Supplemental material S3

B A

C D

E F

G H

Immunohistochemistry in human colon biopsies and immunofluorescence in polymorphonuclear and mononuclear leukocytes. (A) Rabbit CRTH2 antibody (1:200; Acris; SP4548P) and (C) rabbit DP1 antibody (1:100; Cayman Chemicals) were preincubated with 30 µg of the respective blocking peptide (B, D) overnight at 4°C and stainings were performed as described in the Methods section. Scale bars in B and D:50 µm.
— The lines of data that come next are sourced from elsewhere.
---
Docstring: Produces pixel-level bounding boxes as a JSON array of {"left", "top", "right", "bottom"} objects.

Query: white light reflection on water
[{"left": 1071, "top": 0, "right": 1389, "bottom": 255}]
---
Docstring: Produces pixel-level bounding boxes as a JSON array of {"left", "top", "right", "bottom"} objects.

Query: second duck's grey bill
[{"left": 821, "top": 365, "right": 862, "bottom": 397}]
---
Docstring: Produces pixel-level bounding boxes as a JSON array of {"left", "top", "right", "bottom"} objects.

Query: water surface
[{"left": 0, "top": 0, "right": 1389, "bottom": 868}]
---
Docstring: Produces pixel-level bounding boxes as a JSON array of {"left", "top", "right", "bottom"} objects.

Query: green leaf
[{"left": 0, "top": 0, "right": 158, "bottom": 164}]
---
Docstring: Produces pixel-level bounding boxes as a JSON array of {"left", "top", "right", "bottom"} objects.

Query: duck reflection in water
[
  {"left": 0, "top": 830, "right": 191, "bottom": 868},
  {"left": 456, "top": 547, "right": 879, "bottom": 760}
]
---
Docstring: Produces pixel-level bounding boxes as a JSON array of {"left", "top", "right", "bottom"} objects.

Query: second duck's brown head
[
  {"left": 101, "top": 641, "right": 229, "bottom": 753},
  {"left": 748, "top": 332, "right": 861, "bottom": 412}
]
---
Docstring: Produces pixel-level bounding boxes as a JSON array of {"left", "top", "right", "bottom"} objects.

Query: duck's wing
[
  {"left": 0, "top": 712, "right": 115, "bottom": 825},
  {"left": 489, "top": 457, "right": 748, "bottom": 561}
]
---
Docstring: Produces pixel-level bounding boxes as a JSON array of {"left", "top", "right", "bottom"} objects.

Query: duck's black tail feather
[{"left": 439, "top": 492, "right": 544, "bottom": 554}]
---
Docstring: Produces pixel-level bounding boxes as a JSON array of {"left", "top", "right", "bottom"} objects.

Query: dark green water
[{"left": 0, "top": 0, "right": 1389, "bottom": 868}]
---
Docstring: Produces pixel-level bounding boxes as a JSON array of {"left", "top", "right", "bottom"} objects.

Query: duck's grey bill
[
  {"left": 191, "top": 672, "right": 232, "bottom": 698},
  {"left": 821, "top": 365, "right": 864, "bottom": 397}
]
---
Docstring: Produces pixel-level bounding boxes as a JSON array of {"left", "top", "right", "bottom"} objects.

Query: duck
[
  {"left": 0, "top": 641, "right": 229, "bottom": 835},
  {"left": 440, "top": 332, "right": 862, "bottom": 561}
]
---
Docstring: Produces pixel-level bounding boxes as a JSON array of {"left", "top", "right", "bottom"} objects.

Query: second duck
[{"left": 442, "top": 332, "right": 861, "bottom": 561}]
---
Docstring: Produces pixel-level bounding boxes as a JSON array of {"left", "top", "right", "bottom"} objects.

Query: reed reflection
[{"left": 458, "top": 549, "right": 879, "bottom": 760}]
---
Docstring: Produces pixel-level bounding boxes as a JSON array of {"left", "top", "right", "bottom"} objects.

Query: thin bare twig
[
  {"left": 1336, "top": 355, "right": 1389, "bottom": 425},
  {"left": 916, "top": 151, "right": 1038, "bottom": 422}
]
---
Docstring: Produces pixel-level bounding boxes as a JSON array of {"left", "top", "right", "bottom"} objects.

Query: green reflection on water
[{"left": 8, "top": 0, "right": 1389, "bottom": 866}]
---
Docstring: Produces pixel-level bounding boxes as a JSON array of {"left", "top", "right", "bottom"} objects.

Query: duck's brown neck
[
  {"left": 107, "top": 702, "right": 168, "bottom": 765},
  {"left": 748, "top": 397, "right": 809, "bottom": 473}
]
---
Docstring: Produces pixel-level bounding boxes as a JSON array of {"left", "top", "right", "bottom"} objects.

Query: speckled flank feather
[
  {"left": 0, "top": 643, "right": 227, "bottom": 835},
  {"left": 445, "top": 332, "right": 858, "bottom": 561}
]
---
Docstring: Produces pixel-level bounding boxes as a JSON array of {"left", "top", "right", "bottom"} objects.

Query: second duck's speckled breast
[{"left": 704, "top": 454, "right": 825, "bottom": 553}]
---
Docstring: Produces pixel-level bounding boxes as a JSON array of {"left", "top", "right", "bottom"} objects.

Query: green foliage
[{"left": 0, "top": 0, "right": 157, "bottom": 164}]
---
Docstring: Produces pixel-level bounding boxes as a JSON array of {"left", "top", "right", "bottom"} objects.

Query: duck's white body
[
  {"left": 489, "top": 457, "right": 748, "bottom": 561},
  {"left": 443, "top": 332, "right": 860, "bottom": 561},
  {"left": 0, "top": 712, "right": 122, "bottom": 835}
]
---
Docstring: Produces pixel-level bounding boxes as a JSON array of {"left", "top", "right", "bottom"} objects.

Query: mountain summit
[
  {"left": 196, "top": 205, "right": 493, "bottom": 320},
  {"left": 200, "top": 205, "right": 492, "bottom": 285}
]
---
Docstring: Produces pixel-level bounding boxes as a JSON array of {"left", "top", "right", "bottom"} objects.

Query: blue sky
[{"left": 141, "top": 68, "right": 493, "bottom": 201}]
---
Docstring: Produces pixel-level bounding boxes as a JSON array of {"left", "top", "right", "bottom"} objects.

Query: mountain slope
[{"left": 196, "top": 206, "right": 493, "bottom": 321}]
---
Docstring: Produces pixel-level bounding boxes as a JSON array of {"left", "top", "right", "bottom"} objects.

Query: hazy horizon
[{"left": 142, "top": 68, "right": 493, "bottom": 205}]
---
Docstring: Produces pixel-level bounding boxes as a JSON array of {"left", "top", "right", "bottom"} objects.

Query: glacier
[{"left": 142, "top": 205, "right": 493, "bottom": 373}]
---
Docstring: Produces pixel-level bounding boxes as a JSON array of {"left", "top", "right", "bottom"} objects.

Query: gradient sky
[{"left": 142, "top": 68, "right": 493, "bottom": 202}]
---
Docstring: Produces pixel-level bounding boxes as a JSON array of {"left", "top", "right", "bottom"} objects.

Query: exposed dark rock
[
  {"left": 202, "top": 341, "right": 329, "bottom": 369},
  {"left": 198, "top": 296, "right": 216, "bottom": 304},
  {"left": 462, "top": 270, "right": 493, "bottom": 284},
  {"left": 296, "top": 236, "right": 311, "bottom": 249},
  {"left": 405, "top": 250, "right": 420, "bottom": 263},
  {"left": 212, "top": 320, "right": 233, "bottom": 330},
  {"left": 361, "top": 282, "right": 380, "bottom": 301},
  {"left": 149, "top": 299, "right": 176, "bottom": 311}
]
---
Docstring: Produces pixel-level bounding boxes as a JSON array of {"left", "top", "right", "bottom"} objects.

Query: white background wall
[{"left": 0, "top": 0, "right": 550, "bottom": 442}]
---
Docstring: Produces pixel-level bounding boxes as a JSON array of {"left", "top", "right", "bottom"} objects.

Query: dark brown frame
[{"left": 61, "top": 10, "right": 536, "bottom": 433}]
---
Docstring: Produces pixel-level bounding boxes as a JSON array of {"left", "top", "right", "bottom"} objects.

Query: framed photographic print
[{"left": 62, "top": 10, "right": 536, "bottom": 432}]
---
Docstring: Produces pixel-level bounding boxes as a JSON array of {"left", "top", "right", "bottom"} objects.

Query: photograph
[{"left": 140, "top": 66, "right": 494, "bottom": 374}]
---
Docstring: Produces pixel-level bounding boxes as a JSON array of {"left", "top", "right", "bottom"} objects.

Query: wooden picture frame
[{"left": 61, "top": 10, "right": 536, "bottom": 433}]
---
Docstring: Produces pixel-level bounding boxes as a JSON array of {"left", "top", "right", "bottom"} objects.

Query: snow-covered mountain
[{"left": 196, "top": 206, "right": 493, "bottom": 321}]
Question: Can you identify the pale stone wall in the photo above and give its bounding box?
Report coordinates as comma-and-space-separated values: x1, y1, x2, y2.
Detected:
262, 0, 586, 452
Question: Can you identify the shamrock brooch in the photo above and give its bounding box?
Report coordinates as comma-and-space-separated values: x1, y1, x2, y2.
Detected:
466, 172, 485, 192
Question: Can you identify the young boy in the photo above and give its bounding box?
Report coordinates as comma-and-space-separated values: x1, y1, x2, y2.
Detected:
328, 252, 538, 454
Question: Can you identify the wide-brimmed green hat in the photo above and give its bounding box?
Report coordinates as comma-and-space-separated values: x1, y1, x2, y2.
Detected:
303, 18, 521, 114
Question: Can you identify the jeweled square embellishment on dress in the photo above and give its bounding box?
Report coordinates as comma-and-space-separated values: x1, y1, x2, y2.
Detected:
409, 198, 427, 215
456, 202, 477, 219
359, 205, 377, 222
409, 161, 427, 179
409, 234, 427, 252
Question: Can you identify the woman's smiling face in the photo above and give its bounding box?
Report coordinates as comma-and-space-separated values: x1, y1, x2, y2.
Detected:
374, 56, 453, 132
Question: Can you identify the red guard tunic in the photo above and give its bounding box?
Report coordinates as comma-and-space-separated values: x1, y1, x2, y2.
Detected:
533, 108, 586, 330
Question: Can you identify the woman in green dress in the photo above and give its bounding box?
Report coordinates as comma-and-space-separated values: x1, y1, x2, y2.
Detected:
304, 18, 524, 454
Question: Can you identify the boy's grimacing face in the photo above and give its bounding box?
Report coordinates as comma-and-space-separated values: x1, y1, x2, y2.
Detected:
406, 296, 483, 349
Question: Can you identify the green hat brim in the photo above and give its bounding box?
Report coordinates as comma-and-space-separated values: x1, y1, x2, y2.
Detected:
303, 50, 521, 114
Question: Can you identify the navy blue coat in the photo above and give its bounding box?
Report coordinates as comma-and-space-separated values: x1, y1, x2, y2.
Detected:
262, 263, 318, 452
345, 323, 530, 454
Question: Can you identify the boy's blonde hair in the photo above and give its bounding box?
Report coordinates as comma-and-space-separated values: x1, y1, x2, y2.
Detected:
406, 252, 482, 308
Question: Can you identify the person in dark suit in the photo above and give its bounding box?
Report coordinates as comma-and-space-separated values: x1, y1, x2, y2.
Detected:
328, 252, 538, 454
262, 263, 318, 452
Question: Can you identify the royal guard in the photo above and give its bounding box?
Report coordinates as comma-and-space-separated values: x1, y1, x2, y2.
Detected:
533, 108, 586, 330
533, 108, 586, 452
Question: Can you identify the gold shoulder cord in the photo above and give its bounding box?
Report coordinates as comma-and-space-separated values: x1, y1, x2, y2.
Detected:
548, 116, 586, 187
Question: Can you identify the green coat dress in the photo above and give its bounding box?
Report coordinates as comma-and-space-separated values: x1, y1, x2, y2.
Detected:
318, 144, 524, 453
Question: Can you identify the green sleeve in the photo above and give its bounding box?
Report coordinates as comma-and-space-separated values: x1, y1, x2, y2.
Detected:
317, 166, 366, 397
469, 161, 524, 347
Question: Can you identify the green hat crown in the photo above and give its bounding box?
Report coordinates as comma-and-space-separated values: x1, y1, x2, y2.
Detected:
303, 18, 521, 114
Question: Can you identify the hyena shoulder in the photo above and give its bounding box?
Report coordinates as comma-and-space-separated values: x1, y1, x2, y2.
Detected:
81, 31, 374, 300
Isotype control experiments for CRTH2 (rabbit IgG) and DP (goat IgG) were performed in polymorphonuclear leukocytes (E, G) and peripheral blood mononuclear cells (F, H) from healthy donors to demonstrate the specificity of CRTH2 and DP staining shown in Fig. 2 (main manuscript). No staining was observed with the respective IgG. DAPI was used to counterstain cell nuclei. Calibration bar in E: 20 µm.